= Milo III of Bar-sur-Seine =

Milo III, in French Milon III (died 1151), was the Count of Bar-sur-Seine from 1147 until his death. He was the eldest son of Count Guy and Petronilla (Elizabeth) of Chacenay.

In 1147, Milo joined the Second Crusade, travelling with the army of Henry the Liberal, the heir to the County of Champagne. Little is known of his actions during the crusade. His father, whose death is unrecorded, may have been a victim of the crusade, although he is not recorded as having accompanied Milo. Milo was back in France by the end of 1149.

Milo married Agnes, heiress of Braine and the castle of Baudement. The couple had one daughter, Petronilla, born about 1150. A year later Milo fell ill while visiting Count Theobald II of Champagne and died in Troyes. The date of his death is sometimes given as 1 October 1151. On his deathbed he gave to the Abbey of Larivour the right to receive annually two sextarii of wheat and another two of messail (a mixture of wheat and rye) from the banal mills of Bar-sur-Seine.
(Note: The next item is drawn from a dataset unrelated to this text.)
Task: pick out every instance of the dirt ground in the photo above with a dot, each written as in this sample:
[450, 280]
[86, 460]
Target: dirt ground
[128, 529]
This gift was witnessed and confirmed by his mother, wife and daughter.

Petronilla inherited the county while still an infant and was placed under the regency of Milo's brother, Manasses, until Petronilla came of age. In 1168 she took over the county and married Hugh IV of Le Puiset. Agnes re-married to the widower Count Robert I of Dreux. She was still living in 1217.